Uber Advanced Technologies Group has resumed testing autonomous vehicles in San Francisco, two years after the company scaled back its testing program following a fatal crash in Arizona that killed a pedestrian.
Uber’s self-driving vehicle unit is tiptoeing back into testing its autonomous vehicle technology on public roads.
Uber ATG ended all testing on public roads after one of its vehicles struck and killed pedestrian Elaine Herzberg in the Phoenix suburb of Tempe. Uber ATG was testing its self-driving vehicles in the Phoenix area, Toronto, Pittsburgh and San Francisco. At the time, the company let go all 100 of its self-driving car operators in Pittsburgh and San Francisco and rumors circulated that the company wanted to sell its self-driving unit.
Uber ATG resumed in December 2018 on-road testing of its self-driving vehicles in Pittsburgh, following the Pennsylvania Department of Transportation’s decision to authorize the company to put its autonomous vehicles on public roads.
The company will initially limit testing in San Francisco to a few weeks with two Volvo XC90 vehicles equipped with Uber’s self-driving system. Testing on public roads started Tuesday and will only be conducted during daylight hours, according to Uber. Each vehicle will be staffed by a safety driver.

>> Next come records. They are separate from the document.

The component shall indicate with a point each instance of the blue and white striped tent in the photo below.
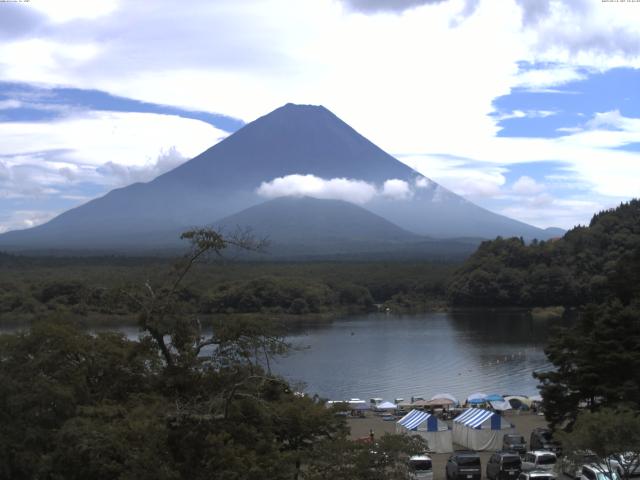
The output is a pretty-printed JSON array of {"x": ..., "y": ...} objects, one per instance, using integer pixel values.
[
  {"x": 480, "y": 429},
  {"x": 429, "y": 427}
]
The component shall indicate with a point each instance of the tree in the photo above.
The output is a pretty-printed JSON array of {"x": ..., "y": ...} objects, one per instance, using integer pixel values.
[
  {"x": 606, "y": 433},
  {"x": 80, "y": 405},
  {"x": 344, "y": 460}
]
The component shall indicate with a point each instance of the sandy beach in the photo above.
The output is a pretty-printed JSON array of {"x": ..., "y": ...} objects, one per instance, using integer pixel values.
[{"x": 524, "y": 423}]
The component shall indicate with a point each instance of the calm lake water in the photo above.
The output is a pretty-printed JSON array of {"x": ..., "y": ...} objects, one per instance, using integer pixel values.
[
  {"x": 390, "y": 356},
  {"x": 393, "y": 356}
]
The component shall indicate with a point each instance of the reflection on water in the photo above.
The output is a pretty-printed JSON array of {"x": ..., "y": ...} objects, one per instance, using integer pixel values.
[{"x": 393, "y": 356}]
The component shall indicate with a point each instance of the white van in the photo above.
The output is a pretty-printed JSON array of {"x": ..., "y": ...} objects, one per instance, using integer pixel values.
[{"x": 420, "y": 467}]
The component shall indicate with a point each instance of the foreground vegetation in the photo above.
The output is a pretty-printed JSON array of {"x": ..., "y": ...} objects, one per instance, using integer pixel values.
[{"x": 75, "y": 405}]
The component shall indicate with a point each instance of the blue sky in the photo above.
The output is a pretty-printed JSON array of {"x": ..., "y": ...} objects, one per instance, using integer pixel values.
[{"x": 505, "y": 103}]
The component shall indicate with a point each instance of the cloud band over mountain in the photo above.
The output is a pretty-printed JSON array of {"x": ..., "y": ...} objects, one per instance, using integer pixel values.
[{"x": 350, "y": 190}]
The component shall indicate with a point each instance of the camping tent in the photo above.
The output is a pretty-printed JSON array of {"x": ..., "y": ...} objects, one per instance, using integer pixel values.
[
  {"x": 477, "y": 398},
  {"x": 429, "y": 427},
  {"x": 480, "y": 429},
  {"x": 500, "y": 405},
  {"x": 439, "y": 396},
  {"x": 386, "y": 406},
  {"x": 518, "y": 402}
]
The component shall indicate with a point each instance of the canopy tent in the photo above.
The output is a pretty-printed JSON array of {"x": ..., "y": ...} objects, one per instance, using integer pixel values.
[
  {"x": 480, "y": 429},
  {"x": 439, "y": 402},
  {"x": 386, "y": 406},
  {"x": 519, "y": 402},
  {"x": 429, "y": 427},
  {"x": 448, "y": 396},
  {"x": 477, "y": 398},
  {"x": 494, "y": 397},
  {"x": 500, "y": 406}
]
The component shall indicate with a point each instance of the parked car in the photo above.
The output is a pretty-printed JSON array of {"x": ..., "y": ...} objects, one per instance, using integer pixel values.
[
  {"x": 629, "y": 462},
  {"x": 504, "y": 466},
  {"x": 541, "y": 440},
  {"x": 420, "y": 467},
  {"x": 537, "y": 475},
  {"x": 464, "y": 465},
  {"x": 598, "y": 472},
  {"x": 514, "y": 442},
  {"x": 539, "y": 460},
  {"x": 572, "y": 465}
]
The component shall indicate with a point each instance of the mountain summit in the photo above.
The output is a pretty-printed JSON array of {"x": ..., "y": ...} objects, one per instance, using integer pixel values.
[{"x": 298, "y": 150}]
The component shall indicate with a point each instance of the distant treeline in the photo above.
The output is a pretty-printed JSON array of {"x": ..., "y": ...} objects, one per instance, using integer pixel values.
[
  {"x": 96, "y": 289},
  {"x": 582, "y": 267}
]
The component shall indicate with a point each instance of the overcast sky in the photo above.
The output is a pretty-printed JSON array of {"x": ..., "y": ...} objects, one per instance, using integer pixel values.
[{"x": 530, "y": 108}]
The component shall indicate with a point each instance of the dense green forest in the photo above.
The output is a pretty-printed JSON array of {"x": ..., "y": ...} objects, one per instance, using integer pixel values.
[
  {"x": 95, "y": 290},
  {"x": 598, "y": 359},
  {"x": 571, "y": 271},
  {"x": 76, "y": 405}
]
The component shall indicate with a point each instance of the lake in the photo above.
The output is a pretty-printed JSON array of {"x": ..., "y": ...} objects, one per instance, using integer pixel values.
[{"x": 390, "y": 356}]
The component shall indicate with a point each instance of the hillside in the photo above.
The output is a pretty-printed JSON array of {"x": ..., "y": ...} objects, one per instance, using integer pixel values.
[
  {"x": 579, "y": 268},
  {"x": 223, "y": 180}
]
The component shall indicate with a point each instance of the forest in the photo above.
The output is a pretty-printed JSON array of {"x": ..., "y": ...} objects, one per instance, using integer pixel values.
[
  {"x": 580, "y": 268},
  {"x": 79, "y": 405},
  {"x": 94, "y": 290}
]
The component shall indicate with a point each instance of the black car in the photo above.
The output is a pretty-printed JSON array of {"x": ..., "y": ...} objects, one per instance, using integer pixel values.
[
  {"x": 504, "y": 466},
  {"x": 514, "y": 442},
  {"x": 464, "y": 465},
  {"x": 541, "y": 440}
]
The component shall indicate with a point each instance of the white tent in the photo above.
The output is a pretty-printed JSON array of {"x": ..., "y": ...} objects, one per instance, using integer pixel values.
[
  {"x": 500, "y": 406},
  {"x": 386, "y": 406},
  {"x": 480, "y": 429},
  {"x": 438, "y": 396},
  {"x": 429, "y": 427}
]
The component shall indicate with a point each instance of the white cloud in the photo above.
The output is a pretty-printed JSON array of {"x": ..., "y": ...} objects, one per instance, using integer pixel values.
[
  {"x": 431, "y": 85},
  {"x": 423, "y": 182},
  {"x": 96, "y": 138},
  {"x": 355, "y": 191},
  {"x": 526, "y": 186},
  {"x": 20, "y": 219},
  {"x": 56, "y": 161},
  {"x": 350, "y": 190},
  {"x": 397, "y": 189},
  {"x": 7, "y": 104},
  {"x": 461, "y": 175}
]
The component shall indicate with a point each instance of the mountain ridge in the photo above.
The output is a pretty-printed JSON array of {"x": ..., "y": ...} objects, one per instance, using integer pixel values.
[{"x": 223, "y": 180}]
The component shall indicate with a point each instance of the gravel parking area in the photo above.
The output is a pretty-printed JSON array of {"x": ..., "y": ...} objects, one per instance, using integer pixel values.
[{"x": 524, "y": 423}]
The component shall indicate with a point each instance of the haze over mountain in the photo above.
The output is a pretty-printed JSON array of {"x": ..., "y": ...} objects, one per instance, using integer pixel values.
[{"x": 296, "y": 150}]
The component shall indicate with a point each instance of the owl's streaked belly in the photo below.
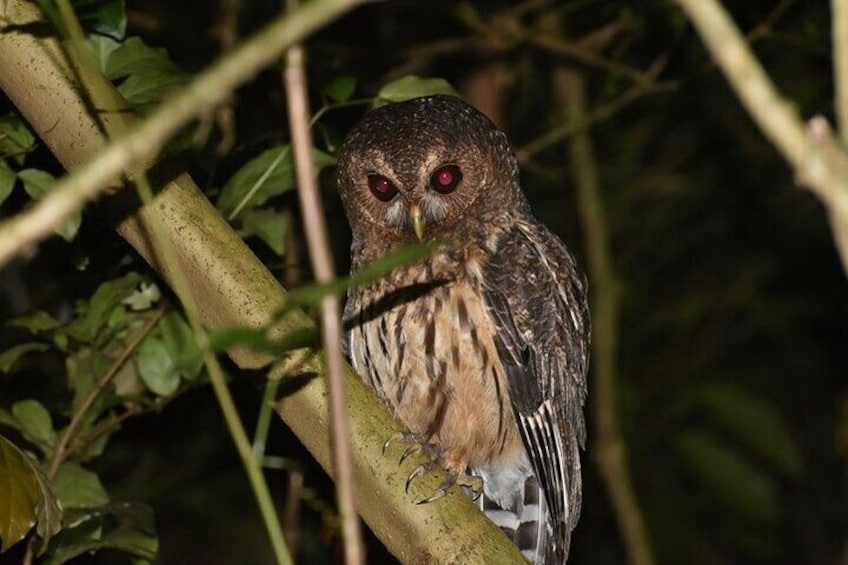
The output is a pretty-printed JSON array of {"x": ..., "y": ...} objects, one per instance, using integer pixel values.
[{"x": 429, "y": 353}]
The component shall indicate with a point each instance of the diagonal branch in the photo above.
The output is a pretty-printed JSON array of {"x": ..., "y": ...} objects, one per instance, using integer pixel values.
[
  {"x": 331, "y": 328},
  {"x": 610, "y": 447},
  {"x": 143, "y": 143},
  {"x": 231, "y": 288},
  {"x": 820, "y": 163}
]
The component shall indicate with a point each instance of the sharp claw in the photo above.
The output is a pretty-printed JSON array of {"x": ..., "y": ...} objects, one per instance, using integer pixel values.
[
  {"x": 437, "y": 494},
  {"x": 411, "y": 450},
  {"x": 394, "y": 438},
  {"x": 417, "y": 472}
]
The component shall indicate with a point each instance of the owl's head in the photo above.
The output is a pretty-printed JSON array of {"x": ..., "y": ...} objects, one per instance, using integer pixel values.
[{"x": 426, "y": 168}]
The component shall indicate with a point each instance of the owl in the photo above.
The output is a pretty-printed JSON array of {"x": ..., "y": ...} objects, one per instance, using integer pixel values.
[{"x": 480, "y": 350}]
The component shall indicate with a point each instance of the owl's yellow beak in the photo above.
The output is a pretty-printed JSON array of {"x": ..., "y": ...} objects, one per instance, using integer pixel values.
[{"x": 417, "y": 221}]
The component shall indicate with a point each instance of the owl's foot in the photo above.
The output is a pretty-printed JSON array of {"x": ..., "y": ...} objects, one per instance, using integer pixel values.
[
  {"x": 437, "y": 458},
  {"x": 473, "y": 485},
  {"x": 404, "y": 437}
]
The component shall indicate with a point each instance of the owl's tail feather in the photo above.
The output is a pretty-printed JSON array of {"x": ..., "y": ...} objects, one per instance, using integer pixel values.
[{"x": 524, "y": 522}]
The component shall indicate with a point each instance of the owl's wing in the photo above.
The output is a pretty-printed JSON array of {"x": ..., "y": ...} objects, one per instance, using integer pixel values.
[{"x": 537, "y": 297}]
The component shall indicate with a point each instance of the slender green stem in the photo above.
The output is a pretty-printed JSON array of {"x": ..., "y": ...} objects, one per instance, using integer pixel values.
[{"x": 610, "y": 446}]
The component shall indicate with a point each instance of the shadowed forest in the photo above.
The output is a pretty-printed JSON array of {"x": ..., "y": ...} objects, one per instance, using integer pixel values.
[{"x": 718, "y": 296}]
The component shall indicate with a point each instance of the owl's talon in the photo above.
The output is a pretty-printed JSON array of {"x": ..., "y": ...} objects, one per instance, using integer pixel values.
[
  {"x": 411, "y": 450},
  {"x": 402, "y": 437},
  {"x": 417, "y": 472},
  {"x": 471, "y": 483}
]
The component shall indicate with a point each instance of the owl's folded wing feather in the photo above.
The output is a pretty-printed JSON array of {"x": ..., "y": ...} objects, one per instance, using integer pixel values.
[{"x": 537, "y": 297}]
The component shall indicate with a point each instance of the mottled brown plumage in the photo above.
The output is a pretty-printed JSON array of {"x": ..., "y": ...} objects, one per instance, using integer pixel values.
[{"x": 481, "y": 350}]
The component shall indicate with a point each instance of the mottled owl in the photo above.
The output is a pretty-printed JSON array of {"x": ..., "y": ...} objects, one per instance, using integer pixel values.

Uber ATG received a permit last month from the California Department of Motor Vehicles, the department that regulates autonomous vehicle testing on public roads in the state. The company said at the time that it didn’t have immediate plans to put its autonomous vehicles on public roads in San Francisco. One month later, it’s now back on the road, albeit in a limited fashion.
“We are excited to resume autonomous testing in Uber’s home city this week. Our testing area will be limited in scope to start, but we look forward to scaling up our efforts in the months ahead and learning from the difficult but informative road conditions that the Bay Area has to offer,” an Uber spokesperson said in an emailed statement.
Uber is now testing in Dallas, Pittsburgh, San Francisco and Washington D.C.